Salami Suicide: Processed Meats Linked To Heart Disease And Cancer
Bacon and bologna are hardly health food. But a huge new study offers the strongest evidence yet that eating processed meat boosts the risk of the two big killers, cancer and heart disease.
A multinational group of scientists tracked the health and eating habits of bacon-loving Brits, wurst-munching Germans , jamon aficionados in Spain, as well as residents of seven other European countries — almost a half-million people in all.
They found that people who ate a lot of processed meats — more than 20 grams a day, the equivalent of one thin strip of bacon — were much more likely to die of heart attacks and stroke, and also had a higher cancer risk. The more processed meats they ate, the greater the risk.
That's not a huge surprise. Processed meats are notoriously high in fat, which increases the risk of heart disease and stroke. And this study squares with others on the risks of processed meats, including one 2012 study that found that people who ate one serving of processed meat a day increased their risk of death from cancer and heart disease by 20 percent; while people who ate red meat once a day increased their risk by 13 percent, compared with people who ate very little meat.
The new European study didn't find the same risk from red meat, which is a bit of a surprise.
Study leader Sabine Rohrmann, a professor of epidemiology at the University of Zurich, said that may be because the salt, smoke and nitrate used to preserve meats can increase the risk of cancers. The study followed its many participants from the 1990s to the 2000s. It was published Wednesday in the journal BMC Medicine.
It could also be that sausages and other preserved meats can have amazingly high amounts of fat — some salamis are 50 percent fat.
But it's not just about salty, fatty meat; it's about lifestyle, too. People in the study who ate sausages and ham tended to eat less fruits and vegetables, and they also were more likely to smoke, drink alcohol and skip exercise. The researchers tried to account for that, but say they might not have captured every nuance in diet differences between high-meat and low-meat consumers.
If you need more proof, this follows hot on the heels of a study that found that the Mediterranean diet — lots of olive oil, nuts, fish and veggies, and very little red meat — reduces the risk of heart attack and stroke.

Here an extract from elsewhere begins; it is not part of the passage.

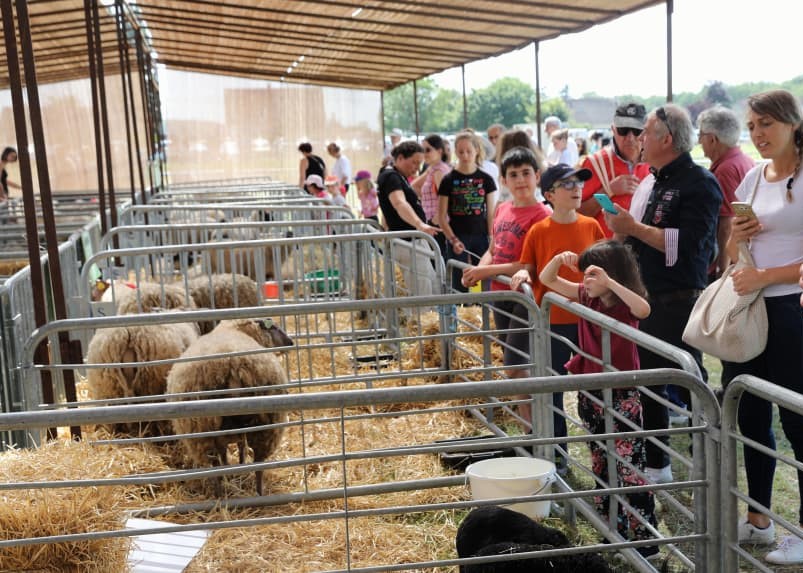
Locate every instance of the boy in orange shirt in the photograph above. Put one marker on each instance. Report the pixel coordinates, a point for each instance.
(564, 230)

OK, OK, we got the message. Does this mean renouncing the joys of bacon and eggs, or bangers and mash?
Rohrmann is sympathetic. "My recommendation is to limit meat intake, in particular processed meat intake," she told The Salt via email. "However, we know that meat is rich in some vitamins and minerals and, thus, my recommendation is to limit the [total] amount of meat to about 300 to 600 grams a week."
That's a little over a pound, at the upper limit. And what about bacon, that lovely salty, fatty substance that's been dubbed the gateway meat for vegetarians?
"I'd say it's fine to eat bacon and sausages," says Rohrmann, "but not in high amounts and not every day."